Thursday, December 17, 2009

When a historical mystery is truly bad

Tory Historian is, understandably, fond of historical mysteries, which term does not refer to the perennial question of who, if anyone, killed the Countess of Leicester, but detective stories written in modern times about older times. One of the curious developments in the detective story genre has been the ever growing number of mysteries that feature real or imagined figures from the past who solve various crimes. We can only assume that detective story writers, as opposed to crime story or thriller writers, have found it difficult to keep up with modern police technology or, maybe, decided that much of that is rather dull. On the other hand, it is hard to imagine too many brilliant amateurs on the job these days.

There are advantages to placing one’s detective story in the past – the need to keep up with the latest police methods, political developments, institutional changes and suchlike boring nonsense disappears. There are also disadvantages – the story and the characters do have to be credible and a good understanding of the period is required.

Critics of detective stories these days are rarely knowledgeable bods as the genre is considered to be too lowly to be given to anyone but some junior literary aspirant. Therefore, the most ridiculously impossible historical mysteries are applauded because they have a few seemingly knowledgeable references to olden days.

David Dickinson, for instance, seems to be highly regarded by the fraternity and sorority of critics. Yet the one novel in the series about Lord Francis Powerscourt Tory Historian managed to struggle through, Death of an Old Master, was full of the most appalling errors, both factual and thematic.

Lord Francis goes to his club to read newspapers and journals that were not published till years later, for instance; there is a constant muddle with titles, something that a novelist whose hero is a rich aristocrat should get right; in one scene Lord Francis comes home to his house in St James’s Square and is described as taking off his coat while his wife comes running out to tell him some important news. Does this rich aristocratic family not have footmen? Apparently not. Neither do they seem to have a nanny for their children or a green baize door between the family and the servants. In fact, they lead the life of a suburban family from the 1950s. The book went straight back to a charity shop.

However, Tory Historian was pleased to find another historical mystery series about the Georgian apothecary, John Rawlings and the great jurist and investigator Sir John Fielding.

There is another series in existence about Fielding by Alexander Bruce (real name Bruce Alexander Cook) and it might be a good idea to try one of those. In the meantime, there is Deryn Lake’s series and, in particular, Death at St James’s Palace, in which John Fielding is knighted. In other words, it takes place in 1761.

In parenthesis, one should note that though British detective story writers love historic themes, it is Americans who often make famous English people into detectives. Both the above writers are American, as was Lillian de la Torre who made Dr Johnson into a detective. Then there is Stephanie Barron, who has written a whole series about Jane Austen detecting, presumably as a sort of Regency Miss Marple.

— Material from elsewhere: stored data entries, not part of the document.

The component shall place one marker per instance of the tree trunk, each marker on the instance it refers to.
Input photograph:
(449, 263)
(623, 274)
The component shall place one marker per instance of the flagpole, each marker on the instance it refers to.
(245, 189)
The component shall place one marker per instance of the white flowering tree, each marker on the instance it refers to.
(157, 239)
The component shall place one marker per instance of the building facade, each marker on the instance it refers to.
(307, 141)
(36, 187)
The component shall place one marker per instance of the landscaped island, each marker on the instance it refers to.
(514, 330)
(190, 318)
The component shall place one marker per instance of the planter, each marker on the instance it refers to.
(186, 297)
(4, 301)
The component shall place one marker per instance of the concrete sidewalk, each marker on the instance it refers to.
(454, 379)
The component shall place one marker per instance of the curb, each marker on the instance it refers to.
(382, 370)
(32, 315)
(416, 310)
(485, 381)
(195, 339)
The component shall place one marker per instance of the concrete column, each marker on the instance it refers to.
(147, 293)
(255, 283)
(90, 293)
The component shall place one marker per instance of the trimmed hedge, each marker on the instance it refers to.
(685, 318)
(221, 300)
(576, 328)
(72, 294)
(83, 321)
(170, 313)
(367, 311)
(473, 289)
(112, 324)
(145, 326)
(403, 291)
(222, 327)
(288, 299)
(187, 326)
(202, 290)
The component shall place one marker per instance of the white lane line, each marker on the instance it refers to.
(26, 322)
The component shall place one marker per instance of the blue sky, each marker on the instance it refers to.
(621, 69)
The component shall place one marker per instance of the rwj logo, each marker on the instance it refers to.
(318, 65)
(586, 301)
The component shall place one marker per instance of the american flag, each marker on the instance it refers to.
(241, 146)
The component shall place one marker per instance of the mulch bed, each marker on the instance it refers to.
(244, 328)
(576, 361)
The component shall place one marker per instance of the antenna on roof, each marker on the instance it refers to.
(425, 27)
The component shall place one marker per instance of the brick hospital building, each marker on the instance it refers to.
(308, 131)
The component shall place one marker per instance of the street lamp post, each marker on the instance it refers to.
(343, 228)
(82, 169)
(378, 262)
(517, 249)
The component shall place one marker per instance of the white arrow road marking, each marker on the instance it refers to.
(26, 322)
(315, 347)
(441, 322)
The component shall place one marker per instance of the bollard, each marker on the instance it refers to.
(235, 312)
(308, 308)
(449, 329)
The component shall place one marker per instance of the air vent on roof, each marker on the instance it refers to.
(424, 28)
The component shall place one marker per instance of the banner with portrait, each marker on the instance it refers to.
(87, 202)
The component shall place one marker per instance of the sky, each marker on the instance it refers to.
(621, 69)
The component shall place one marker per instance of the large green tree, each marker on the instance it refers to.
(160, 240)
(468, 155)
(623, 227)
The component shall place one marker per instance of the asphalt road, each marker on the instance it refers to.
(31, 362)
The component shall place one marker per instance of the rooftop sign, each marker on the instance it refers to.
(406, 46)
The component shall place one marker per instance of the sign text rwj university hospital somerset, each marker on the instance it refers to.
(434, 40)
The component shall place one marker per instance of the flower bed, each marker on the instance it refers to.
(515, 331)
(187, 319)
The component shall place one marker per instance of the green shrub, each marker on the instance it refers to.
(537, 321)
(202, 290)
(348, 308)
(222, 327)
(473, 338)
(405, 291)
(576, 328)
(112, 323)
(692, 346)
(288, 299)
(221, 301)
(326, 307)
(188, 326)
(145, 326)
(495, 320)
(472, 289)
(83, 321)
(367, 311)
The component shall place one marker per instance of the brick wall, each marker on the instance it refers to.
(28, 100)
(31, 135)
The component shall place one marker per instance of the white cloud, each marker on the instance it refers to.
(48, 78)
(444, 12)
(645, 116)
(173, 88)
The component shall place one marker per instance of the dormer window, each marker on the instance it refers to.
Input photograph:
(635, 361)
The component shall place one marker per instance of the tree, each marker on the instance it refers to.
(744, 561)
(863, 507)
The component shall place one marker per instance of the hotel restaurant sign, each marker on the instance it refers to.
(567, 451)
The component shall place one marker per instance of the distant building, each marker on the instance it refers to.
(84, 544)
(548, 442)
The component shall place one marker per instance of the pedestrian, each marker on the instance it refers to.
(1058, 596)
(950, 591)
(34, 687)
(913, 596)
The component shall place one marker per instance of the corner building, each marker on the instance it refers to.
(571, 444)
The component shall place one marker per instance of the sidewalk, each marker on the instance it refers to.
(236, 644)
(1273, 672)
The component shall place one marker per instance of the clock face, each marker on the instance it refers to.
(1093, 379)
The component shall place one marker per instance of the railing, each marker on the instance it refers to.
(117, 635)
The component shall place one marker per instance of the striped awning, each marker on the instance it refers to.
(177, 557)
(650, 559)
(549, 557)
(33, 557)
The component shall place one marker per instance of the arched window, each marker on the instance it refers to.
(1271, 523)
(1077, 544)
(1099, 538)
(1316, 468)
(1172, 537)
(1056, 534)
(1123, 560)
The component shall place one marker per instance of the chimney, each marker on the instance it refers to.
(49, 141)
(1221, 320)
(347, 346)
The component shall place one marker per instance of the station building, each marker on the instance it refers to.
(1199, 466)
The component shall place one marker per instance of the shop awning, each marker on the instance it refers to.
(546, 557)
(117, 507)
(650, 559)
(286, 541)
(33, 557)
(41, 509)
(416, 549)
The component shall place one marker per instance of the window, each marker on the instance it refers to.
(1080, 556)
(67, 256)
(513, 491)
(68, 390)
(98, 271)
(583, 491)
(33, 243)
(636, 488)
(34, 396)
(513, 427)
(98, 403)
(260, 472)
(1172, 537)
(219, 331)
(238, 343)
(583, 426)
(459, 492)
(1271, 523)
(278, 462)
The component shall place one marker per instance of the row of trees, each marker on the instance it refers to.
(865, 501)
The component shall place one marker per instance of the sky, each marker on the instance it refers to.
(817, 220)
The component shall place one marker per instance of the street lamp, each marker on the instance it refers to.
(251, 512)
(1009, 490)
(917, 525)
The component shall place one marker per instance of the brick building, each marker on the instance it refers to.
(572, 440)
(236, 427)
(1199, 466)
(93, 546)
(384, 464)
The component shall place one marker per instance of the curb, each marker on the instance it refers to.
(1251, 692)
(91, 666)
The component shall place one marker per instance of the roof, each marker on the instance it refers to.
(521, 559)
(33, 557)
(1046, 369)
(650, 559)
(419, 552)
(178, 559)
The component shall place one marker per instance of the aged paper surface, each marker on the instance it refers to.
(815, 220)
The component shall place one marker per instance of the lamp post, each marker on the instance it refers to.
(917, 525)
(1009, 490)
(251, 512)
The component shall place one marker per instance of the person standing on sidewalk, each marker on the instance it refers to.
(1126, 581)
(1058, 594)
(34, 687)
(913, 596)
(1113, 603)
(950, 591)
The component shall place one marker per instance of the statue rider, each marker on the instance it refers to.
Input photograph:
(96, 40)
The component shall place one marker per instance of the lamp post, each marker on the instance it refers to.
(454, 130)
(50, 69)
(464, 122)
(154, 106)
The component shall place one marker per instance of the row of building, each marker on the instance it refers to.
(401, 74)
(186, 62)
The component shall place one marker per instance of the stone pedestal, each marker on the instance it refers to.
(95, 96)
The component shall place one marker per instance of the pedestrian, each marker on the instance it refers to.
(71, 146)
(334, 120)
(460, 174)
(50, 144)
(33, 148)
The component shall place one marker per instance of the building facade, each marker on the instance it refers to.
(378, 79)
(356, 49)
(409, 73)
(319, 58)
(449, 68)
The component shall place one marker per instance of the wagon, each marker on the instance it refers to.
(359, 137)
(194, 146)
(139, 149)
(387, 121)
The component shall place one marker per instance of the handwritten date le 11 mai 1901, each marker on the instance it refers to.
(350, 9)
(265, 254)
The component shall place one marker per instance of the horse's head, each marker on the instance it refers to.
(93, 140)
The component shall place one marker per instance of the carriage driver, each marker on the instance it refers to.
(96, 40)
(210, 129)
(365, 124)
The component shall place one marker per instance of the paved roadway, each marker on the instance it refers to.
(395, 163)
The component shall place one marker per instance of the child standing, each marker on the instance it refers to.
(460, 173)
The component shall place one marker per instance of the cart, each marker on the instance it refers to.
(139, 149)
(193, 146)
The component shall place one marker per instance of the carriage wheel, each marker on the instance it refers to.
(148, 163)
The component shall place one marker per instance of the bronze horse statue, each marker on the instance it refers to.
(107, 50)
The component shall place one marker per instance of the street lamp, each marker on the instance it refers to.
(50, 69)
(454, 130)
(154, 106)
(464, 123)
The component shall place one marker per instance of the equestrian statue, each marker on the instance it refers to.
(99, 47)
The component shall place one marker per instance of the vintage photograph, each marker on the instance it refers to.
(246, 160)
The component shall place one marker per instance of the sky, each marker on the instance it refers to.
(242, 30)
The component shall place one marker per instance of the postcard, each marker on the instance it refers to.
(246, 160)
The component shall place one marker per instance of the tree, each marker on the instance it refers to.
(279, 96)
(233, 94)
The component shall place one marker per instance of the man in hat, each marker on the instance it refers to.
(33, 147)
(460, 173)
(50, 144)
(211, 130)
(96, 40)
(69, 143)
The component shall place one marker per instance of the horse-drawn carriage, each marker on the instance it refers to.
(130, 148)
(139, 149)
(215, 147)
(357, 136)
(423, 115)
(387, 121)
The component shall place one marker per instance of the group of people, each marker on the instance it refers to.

Death at St James’s Palace comes reasonably highly recommended. Lindsey Davis praises the series in words that make one doubt she has read any of the books; the Yorkshire Post informs us that “Lake brings eighteenth century England to life in a colourful style …. Georgette Heyer …. but with the knickers off”. As usual, one wonders what is missing from that quotation. But knickers off? Ahem, they did not wear knickers in the eighteenth century. Presumably, this means that there is more sex in Deryn Lake’s series. Tory Historian suspects that the author of those words had not read Ms Heyer’s books.

Nevertheless, Ms Lake is described as the Queen of Georgian Mysteries and Maxim Jakubowski, himself a writer, editor, critic and quondam owner of the sadly missed Murder One bookshop, writes that this series is “meticulously researched”.

Well, Tory Historian has to disagree with the great Mr Jakubowski. Death at St James’s Palace is “meticulously researched” in the sense that Ms Lake does seem to have read detailed descriptions of what parts of London looked like at the time or what sort of underwear ladies wore. We know she has done this research because she reproduces acres of it in her own book.

When it comes to understanding how people thought or spoke, Ms Lake is sadly at a loss, preferring a twentieth century speech pattern with the odd eighteenth century word thrown in. Not only gentlemen swear in front of ladies, something that the most cursory reading of contemporary literature (or of Ms Heyer’s truly meticulous novels) would have shown to be erroneous, they all use words and expressions that are simply not possible for the period.

Tory Historian very nearly consigned the book to the charity shop bag when a character in it referred to badly behaved boys as a “bunch of hooligans”, hooligan being a word that came into the English language some time in the mid-1890s, 130 years after the events described in Death at St James’s Palace.

For the moment, however, the decision is to persevere, in the hopes that the plot will develop reasonably soon.